Blaine never got tired of watching Kurt sleep. He looked so peaceful, so pale, so flawlessly beautiful. Kurt started moving around and his eyelids fluttered open.

"That wasn't a dream…? You really are home!" Kurt kissed Blaine for the first of many times today. "I love you so much! But wait a second, I got a telegram saying you were missing."

"I have something to show you." Blaine pulled the sheets and blankets away and showed Kurt his casted leg. "I was walking around camp and a truck ran me over. I had passed out because I was feeling sick and dehydrated. And when I came to, trying to find someone for help, I got lost and wandered away from camp. I eventually found a hospital and they helped me. It's really infected and I have crutches and all that jazz. Not to mention cut and bruises all over the place, I'm a mess. So you're going to need to baby sit me for a while Dr. Kurt." Blaine moved the sheets back and pulled Kurt close.

"Anything for you. I'm so sorry this happened but it could have been way worse and I just can't believe you're home. But how are you home?"

"They saw I couldn't go out in the field, or at least for a while, so they sent me home. Our group had a lot of extra people, so they didn't need me. They must have sent you that telegram when I was lost when I broke my leg, so here I am."

"I'm so glad you're okay. I completely lost it when you were gone." Kurt hugged Blaine so tight, it was almost painful, but he didn't care.

"You really are looking thin, please tell me I'm seeing things and that you've been eating normally." Blaine looked concerned.

"Like I said, especially after that telegram, I lost it. I didn't do anything but mope around and cry.

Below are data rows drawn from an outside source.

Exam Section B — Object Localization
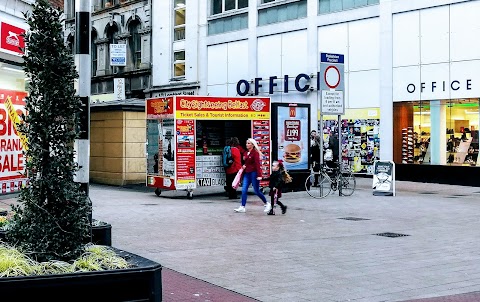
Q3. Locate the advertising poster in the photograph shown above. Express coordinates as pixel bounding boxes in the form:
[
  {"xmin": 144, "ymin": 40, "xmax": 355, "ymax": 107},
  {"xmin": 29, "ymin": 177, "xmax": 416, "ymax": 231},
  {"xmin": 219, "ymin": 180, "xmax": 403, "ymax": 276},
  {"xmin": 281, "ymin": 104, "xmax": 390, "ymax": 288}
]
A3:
[
  {"xmin": 146, "ymin": 97, "xmax": 175, "ymax": 190},
  {"xmin": 372, "ymin": 161, "xmax": 395, "ymax": 196},
  {"xmin": 110, "ymin": 44, "xmax": 127, "ymax": 66},
  {"xmin": 175, "ymin": 96, "xmax": 270, "ymax": 120},
  {"xmin": 176, "ymin": 120, "xmax": 195, "ymax": 189},
  {"xmin": 252, "ymin": 120, "xmax": 271, "ymax": 187},
  {"xmin": 0, "ymin": 20, "xmax": 25, "ymax": 56},
  {"xmin": 277, "ymin": 106, "xmax": 309, "ymax": 170},
  {"xmin": 0, "ymin": 89, "xmax": 27, "ymax": 194}
]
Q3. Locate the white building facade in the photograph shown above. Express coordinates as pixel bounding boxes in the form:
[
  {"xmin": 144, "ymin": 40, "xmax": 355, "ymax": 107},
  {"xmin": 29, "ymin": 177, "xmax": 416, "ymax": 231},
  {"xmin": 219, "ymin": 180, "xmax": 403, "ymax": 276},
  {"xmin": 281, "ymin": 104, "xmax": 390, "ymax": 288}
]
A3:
[{"xmin": 151, "ymin": 0, "xmax": 480, "ymax": 182}]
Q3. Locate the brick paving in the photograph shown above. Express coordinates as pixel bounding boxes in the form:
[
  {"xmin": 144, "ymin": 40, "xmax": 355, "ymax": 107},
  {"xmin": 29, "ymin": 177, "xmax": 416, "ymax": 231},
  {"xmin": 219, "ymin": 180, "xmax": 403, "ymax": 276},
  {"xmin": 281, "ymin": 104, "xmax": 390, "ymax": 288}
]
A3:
[
  {"xmin": 162, "ymin": 267, "xmax": 258, "ymax": 302},
  {"xmin": 408, "ymin": 292, "xmax": 480, "ymax": 302}
]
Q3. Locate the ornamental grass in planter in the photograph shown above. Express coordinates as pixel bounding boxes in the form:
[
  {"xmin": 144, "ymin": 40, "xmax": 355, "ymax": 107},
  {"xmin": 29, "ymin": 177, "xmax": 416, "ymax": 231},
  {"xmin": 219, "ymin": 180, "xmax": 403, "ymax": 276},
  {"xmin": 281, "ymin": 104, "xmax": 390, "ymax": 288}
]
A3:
[{"xmin": 0, "ymin": 0, "xmax": 161, "ymax": 301}]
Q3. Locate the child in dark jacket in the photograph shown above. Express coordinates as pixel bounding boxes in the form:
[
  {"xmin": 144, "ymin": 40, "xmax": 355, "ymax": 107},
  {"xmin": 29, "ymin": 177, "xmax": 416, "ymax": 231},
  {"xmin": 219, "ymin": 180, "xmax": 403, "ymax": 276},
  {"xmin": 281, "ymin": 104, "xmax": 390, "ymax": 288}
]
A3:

My hankie has never been so pale from all the washing."

"Baby, why did you did that to yourself?" Blaine slipped a finger under Kurt's chin and forced him to meet his eyes. The sunlight hit his eyes and they've never looked bluer and it took Blaine's breath away. How in the world did he go a year and a half without those eyes?

"I don't know, I was just miserable and was never hungry, not knowing if you were alright. It's something I hope I never have to go through again. Please don't do that to me ever again Blaine Anderson." Kurt started tearing up again"…it nearly killed me."

"I'm so sorry, I'm never leaving you again and I love you I love you I love you." Blaine kissed Kurt's lips, nose, neck, forehead, hands, ear lobes and he hoped Kurt wouldn't stop him anytime soon, because he hadn't for too long and now he could.